Nasza Loteria SR - pasek na kartach artykułów

Spór o prywatyzację staszowskiej przychodni

Marcin JAROSZ
Personel przychodni spotykał się kilka razy z burmistrzem, aby omawiać ewentualne przekształcenie placówki z spółkę prawa handlowego.
Personel przychodni spotykał się kilka razy z burmistrzem, aby omawiać ewentualne przekształcenie placówki z spółkę prawa handlowego. M. Jarosz
W staszowskiej przychodni zawrzało po tym jak personel dowiedział się o planowanych przekształceniach. Burmistrz uspokaja.

Lekarze i pielęgniarki staszowskiej przychodni zdrowia przy ulicy Wschodniej nie zgadzają się na przekształcenie ośrodka z spółkę prawa handlowego, proponowana przez Urząd Miasta i Gminy.
Burmistrz Staszowa Andrzej Iskra stara się przekonać do swoich racji lekarzy i pielęgniarki pokazując projekt nowego budynku przychodni. - To jest tylko wizja, bez konkretów - odpowiada personel.
Atmosfera jest dość napięta, bo czas na podjęcie decyzji jest niezwykle krótki. W piątek na sesji Rady Miasta radni zdecydują o ewentualnych zmianach.

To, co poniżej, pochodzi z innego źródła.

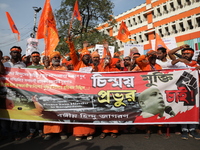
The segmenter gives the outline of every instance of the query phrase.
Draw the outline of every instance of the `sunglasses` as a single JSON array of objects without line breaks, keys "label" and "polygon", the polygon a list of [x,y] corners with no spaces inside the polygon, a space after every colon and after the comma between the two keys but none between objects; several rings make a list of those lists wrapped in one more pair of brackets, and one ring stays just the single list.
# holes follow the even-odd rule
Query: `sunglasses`
[{"label": "sunglasses", "polygon": [[58,59],[60,59],[60,57],[53,57],[54,59],[56,59],[56,58],[58,58]]},{"label": "sunglasses", "polygon": [[124,59],[124,61],[131,61],[130,59]]}]

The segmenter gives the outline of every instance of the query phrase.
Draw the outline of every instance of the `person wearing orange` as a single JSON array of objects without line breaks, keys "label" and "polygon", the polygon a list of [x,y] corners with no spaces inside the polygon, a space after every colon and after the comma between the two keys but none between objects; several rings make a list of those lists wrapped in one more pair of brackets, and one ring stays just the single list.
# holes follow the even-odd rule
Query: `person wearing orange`
[{"label": "person wearing orange", "polygon": [[97,51],[92,52],[93,72],[98,72],[100,64],[100,55]]},{"label": "person wearing orange", "polygon": [[67,70],[74,70],[74,65],[72,64],[72,60],[67,63]]},{"label": "person wearing orange", "polygon": [[72,59],[72,64],[74,65],[74,70],[79,71],[81,68],[84,68],[84,67],[92,68],[92,64],[90,63],[90,57],[91,57],[90,52],[86,48],[83,49],[81,52],[81,58],[79,60],[76,54],[74,43],[71,41],[70,38],[68,39],[67,43],[71,52],[70,56]]},{"label": "person wearing orange", "polygon": [[99,65],[99,72],[109,72],[110,68],[111,68],[111,53],[109,51],[109,47],[108,47],[108,42],[104,41],[103,42],[103,56],[102,59],[100,61],[100,65]]},{"label": "person wearing orange", "polygon": [[[47,67],[47,70],[66,70],[64,66],[60,65],[61,55],[60,52],[55,51],[50,54],[49,57],[51,65]],[[63,124],[55,123],[44,123],[43,132],[45,134],[44,140],[49,140],[52,137],[52,133],[60,133],[60,138],[62,140],[67,139],[67,135],[63,132]]]},{"label": "person wearing orange", "polygon": [[112,58],[110,67],[110,71],[120,71],[121,60],[119,58]]},{"label": "person wearing orange", "polygon": [[142,71],[161,70],[162,67],[156,64],[156,58],[156,51],[150,50],[146,55],[138,57],[136,63]]},{"label": "person wearing orange", "polygon": [[[76,55],[75,47],[71,39],[69,38],[67,41],[70,52],[71,52],[71,59],[72,64],[74,65],[74,70],[81,71],[81,68],[91,67],[92,71],[92,64],[90,64],[90,52],[87,49],[83,49],[81,53],[80,60]],[[73,126],[73,135],[76,137],[76,141],[81,141],[84,136],[87,137],[87,140],[93,139],[93,134],[95,133],[95,126],[94,125],[74,125]]]},{"label": "person wearing orange", "polygon": [[[177,51],[181,50],[182,58],[176,58],[174,55]],[[185,44],[180,47],[174,48],[168,52],[169,57],[172,60],[172,65],[174,68],[191,68],[197,67],[197,62],[192,60],[194,55],[194,49],[190,48],[189,45]]]}]

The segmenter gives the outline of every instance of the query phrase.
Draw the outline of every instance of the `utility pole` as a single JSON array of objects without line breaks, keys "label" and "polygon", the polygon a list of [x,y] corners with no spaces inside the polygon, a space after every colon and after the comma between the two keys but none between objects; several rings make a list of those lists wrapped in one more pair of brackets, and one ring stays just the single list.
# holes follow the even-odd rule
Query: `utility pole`
[{"label": "utility pole", "polygon": [[34,14],[34,26],[33,26],[33,33],[31,33],[31,37],[35,38],[37,32],[37,13],[42,9],[41,7],[33,7],[35,14]]},{"label": "utility pole", "polygon": [[36,39],[36,32],[37,32],[37,13],[42,9],[41,7],[33,7],[35,10],[34,15],[34,26],[33,32],[30,34],[30,38],[27,39],[27,49],[26,49],[26,56],[31,55],[33,51],[38,51],[38,39]]}]

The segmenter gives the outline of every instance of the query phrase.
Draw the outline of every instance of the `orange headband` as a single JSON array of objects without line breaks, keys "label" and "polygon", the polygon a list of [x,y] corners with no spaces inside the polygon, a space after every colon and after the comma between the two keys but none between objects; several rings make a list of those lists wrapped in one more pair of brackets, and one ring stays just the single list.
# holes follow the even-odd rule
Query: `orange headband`
[{"label": "orange headband", "polygon": [[190,54],[194,54],[194,52],[192,50],[184,50],[182,53],[190,53]]},{"label": "orange headband", "polygon": [[31,56],[38,56],[38,57],[40,57],[40,54],[34,53],[34,54],[32,54]]},{"label": "orange headband", "polygon": [[19,48],[12,48],[10,51],[11,51],[11,52],[12,52],[12,51],[19,51],[19,52],[21,52],[21,50],[20,50]]}]

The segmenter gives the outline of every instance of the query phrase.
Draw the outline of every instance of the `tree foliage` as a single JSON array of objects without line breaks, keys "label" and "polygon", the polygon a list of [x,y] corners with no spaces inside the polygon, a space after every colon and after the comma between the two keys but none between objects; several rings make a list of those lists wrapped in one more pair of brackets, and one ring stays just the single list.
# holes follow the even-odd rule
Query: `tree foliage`
[{"label": "tree foliage", "polygon": [[[110,0],[79,0],[78,2],[82,22],[74,18],[70,32],[73,35],[76,49],[82,48],[83,41],[88,41],[91,46],[94,46],[107,40],[110,45],[114,45],[114,37],[96,29],[97,25],[104,22],[107,22],[109,26],[116,23],[112,17],[114,4]],[[69,51],[65,40],[69,33],[74,4],[75,0],[62,0],[60,9],[56,10],[55,13],[60,36],[57,50],[63,54]],[[108,30],[109,26],[107,27]]]}]

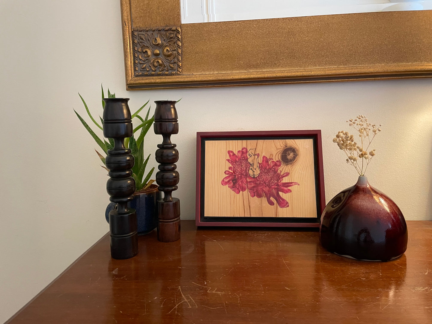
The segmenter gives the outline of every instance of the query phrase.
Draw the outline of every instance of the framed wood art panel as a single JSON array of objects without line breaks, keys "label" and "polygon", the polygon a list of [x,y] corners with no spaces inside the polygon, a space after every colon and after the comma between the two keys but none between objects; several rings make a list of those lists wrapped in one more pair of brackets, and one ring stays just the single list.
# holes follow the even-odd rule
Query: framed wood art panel
[{"label": "framed wood art panel", "polygon": [[180,0],[121,0],[128,90],[432,76],[432,10],[182,24]]},{"label": "framed wood art panel", "polygon": [[197,133],[197,226],[318,227],[324,183],[320,130]]}]

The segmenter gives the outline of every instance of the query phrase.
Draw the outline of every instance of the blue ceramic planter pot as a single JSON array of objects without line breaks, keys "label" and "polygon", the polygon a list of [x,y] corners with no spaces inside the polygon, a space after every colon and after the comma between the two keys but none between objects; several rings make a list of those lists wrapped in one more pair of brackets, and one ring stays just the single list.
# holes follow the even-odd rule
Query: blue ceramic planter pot
[{"label": "blue ceramic planter pot", "polygon": [[[128,203],[128,207],[137,211],[139,235],[146,234],[156,228],[157,225],[158,210],[156,203],[161,199],[162,193],[158,190],[158,186],[152,184],[148,189],[133,194],[133,200]],[[110,203],[105,211],[105,219],[108,221],[109,212],[114,209],[117,204]]]}]

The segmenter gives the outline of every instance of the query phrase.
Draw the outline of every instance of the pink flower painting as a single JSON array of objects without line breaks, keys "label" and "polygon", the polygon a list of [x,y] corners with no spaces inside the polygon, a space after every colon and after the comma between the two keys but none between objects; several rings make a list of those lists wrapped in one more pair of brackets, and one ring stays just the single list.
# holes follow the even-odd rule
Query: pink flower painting
[{"label": "pink flower painting", "polygon": [[288,207],[288,202],[283,198],[280,193],[288,194],[292,192],[289,188],[298,182],[286,182],[283,180],[289,175],[289,172],[281,173],[279,171],[281,162],[273,161],[263,156],[260,163],[258,161],[260,155],[252,149],[248,151],[243,147],[237,155],[232,151],[228,151],[229,159],[227,161],[231,165],[225,171],[227,175],[221,182],[236,194],[248,191],[251,197],[260,198],[265,197],[270,206],[274,206],[274,201],[281,208]]},{"label": "pink flower painting", "polygon": [[222,179],[222,186],[228,185],[231,190],[238,194],[247,189],[247,178],[251,165],[248,162],[248,149],[244,147],[237,152],[237,155],[232,151],[228,151],[229,159],[227,159],[231,166],[225,171],[228,175]]}]

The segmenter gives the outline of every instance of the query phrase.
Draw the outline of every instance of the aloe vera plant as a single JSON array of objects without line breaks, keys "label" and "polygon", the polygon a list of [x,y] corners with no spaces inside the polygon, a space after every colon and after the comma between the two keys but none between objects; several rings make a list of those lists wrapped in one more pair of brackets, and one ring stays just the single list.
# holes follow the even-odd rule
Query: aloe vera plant
[{"label": "aloe vera plant", "polygon": [[[103,99],[105,97],[105,95],[104,94],[104,88],[101,85],[101,88],[102,91],[102,109],[103,110],[105,106],[105,103],[104,102]],[[102,124],[103,124],[103,121],[102,118],[99,116],[99,118],[101,121],[101,124],[99,124],[93,118],[92,114],[90,112],[90,110],[89,109],[89,108],[86,103],[86,102],[84,101],[84,99],[81,96],[79,93],[78,93],[78,95],[79,96],[79,98],[81,98],[81,100],[83,102],[83,103],[84,104],[84,108],[86,108],[86,111],[87,111],[87,114],[89,115],[89,117],[90,117],[90,119],[92,120],[93,123],[98,128],[100,128],[101,130],[103,129],[102,127]],[[110,92],[109,89],[108,89],[108,98],[115,98],[115,94],[111,93]],[[143,191],[145,189],[148,187],[150,184],[151,184],[154,181],[154,180],[150,180],[150,178],[152,176],[153,174],[153,172],[154,171],[155,168],[152,168],[152,169],[149,172],[146,176],[145,178],[144,178],[144,175],[146,172],[146,168],[147,166],[147,163],[149,162],[149,159],[150,158],[150,154],[147,158],[144,159],[144,138],[146,136],[146,134],[147,134],[147,132],[149,131],[150,127],[151,127],[152,125],[153,124],[153,122],[154,121],[154,115],[152,116],[150,119],[149,119],[149,114],[150,113],[150,107],[149,108],[148,110],[147,111],[147,114],[146,115],[146,118],[143,118],[139,114],[141,112],[141,111],[144,108],[147,104],[149,103],[149,101],[145,103],[143,106],[140,108],[138,110],[135,111],[135,113],[132,114],[132,119],[134,118],[138,119],[140,121],[140,123],[139,125],[137,127],[135,127],[133,129],[133,134],[132,137],[124,139],[124,145],[126,147],[130,149],[131,151],[131,154],[133,156],[133,158],[135,159],[135,165],[133,165],[133,167],[132,168],[132,176],[135,181],[135,192],[138,191]],[[108,138],[108,141],[107,142],[106,140],[103,139],[102,137],[102,140],[101,140],[98,136],[96,133],[93,131],[93,130],[89,126],[89,124],[86,122],[86,121],[83,119],[83,118],[79,115],[79,114],[75,111],[74,109],[73,111],[75,111],[75,114],[76,114],[76,116],[78,117],[78,119],[82,123],[83,125],[86,128],[86,129],[87,130],[87,131],[90,133],[93,138],[95,140],[97,144],[102,149],[102,150],[105,153],[105,155],[107,153],[108,150],[110,149],[112,149],[114,146],[114,141],[112,138]],[[136,139],[135,138],[134,134],[138,132],[139,130],[140,132],[140,135],[138,136],[138,138]],[[97,153],[99,158],[101,159],[101,161],[105,165],[105,158],[100,153],[98,152],[96,150],[96,152]],[[105,168],[108,171],[108,169],[104,166],[102,166],[103,168]],[[143,178],[144,179],[143,179]]]}]

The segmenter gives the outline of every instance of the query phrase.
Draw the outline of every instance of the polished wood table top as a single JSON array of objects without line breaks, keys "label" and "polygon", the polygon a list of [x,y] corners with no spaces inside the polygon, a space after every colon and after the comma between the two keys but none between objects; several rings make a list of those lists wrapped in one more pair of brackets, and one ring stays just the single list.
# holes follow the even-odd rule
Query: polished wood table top
[{"label": "polished wood table top", "polygon": [[432,222],[409,221],[388,262],[328,253],[311,230],[181,221],[181,238],[139,237],[115,260],[104,236],[12,323],[432,323]]}]

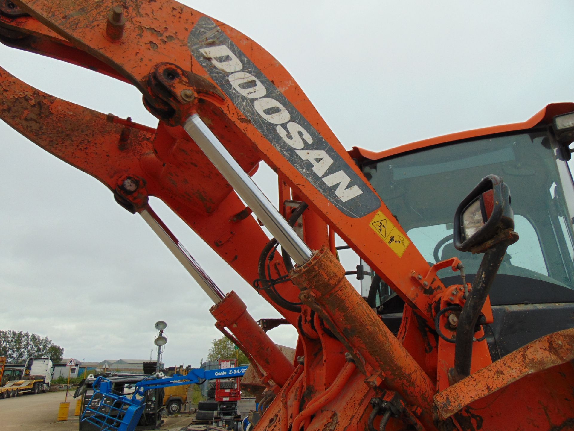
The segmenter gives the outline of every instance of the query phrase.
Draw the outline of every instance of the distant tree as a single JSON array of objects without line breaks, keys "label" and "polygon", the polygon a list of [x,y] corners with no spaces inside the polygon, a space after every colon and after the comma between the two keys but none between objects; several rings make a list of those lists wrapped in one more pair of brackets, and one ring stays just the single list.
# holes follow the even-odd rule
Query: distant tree
[{"label": "distant tree", "polygon": [[214,338],[211,342],[207,359],[210,361],[238,359],[238,364],[249,363],[247,357],[241,350],[236,350],[235,345],[225,336],[220,338]]},{"label": "distant tree", "polygon": [[6,356],[10,363],[23,362],[29,357],[49,357],[52,361],[60,362],[64,349],[52,340],[37,334],[20,331],[0,330],[0,356]]}]

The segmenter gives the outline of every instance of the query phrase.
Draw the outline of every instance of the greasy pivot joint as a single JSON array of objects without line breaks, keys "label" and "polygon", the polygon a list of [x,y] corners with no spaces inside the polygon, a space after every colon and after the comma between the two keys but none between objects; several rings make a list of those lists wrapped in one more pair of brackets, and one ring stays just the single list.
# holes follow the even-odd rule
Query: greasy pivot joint
[{"label": "greasy pivot joint", "polygon": [[216,103],[225,100],[221,91],[207,79],[170,63],[160,63],[152,68],[147,87],[148,94],[144,98],[146,108],[170,126],[185,122],[198,99]]},{"label": "greasy pivot joint", "polygon": [[143,178],[135,175],[122,175],[117,182],[114,198],[132,214],[139,212],[148,204],[148,195],[145,184],[145,180]]}]

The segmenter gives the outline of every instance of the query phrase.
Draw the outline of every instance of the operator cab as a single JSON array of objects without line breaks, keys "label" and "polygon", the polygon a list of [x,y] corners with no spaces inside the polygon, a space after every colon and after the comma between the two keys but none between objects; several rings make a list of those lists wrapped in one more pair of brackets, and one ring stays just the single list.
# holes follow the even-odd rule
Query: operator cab
[{"label": "operator cab", "polygon": [[[553,106],[573,107],[557,104],[546,110]],[[574,140],[557,138],[544,111],[528,129],[411,145],[410,151],[361,160],[367,179],[429,264],[457,257],[471,283],[483,255],[455,248],[455,211],[487,175],[510,187],[520,239],[509,247],[490,291],[495,321],[487,335],[493,360],[574,326],[574,186],[567,164]],[[449,268],[438,275],[445,286],[461,283]],[[404,303],[386,283],[375,279],[371,286],[371,281],[363,280],[362,294],[377,290],[378,310],[396,333]]]}]

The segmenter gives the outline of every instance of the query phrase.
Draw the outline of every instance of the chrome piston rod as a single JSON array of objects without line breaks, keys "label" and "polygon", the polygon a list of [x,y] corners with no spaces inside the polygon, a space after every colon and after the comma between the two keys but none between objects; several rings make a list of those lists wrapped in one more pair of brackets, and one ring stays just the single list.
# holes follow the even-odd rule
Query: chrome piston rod
[{"label": "chrome piston rod", "polygon": [[216,304],[223,299],[225,296],[223,293],[199,264],[195,261],[195,259],[179,242],[175,235],[172,233],[153,210],[148,205],[145,209],[139,213],[139,215],[149,225],[156,234],[167,246],[169,251],[173,253],[180,263],[183,265],[187,272],[191,275],[193,279],[199,284],[199,287],[203,289],[214,303]]},{"label": "chrome piston rod", "polygon": [[267,197],[239,166],[197,114],[190,117],[184,128],[191,138],[227,180],[275,239],[298,265],[307,262],[312,252],[284,218]]}]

PROBLEMATYCZNE PRZEKSZTAŁCENIE

W porządku obrad najbliższej sesji są punkty odnoszące się do likwidacji gminnych przychodni zdrowia w Koniemłotach i Staszowie. O ile w Koniemłotach wniosek burmistrza Andrzeja Iskry przeszedł bez zastrzeżeń, o tyle personel na Wschodniej na propozycję włodarza gminy zgodzić się nie chce, mówiąc, że nie ma podstaw do tego, aby przekształcenie przeprowadzać właśnie teraz.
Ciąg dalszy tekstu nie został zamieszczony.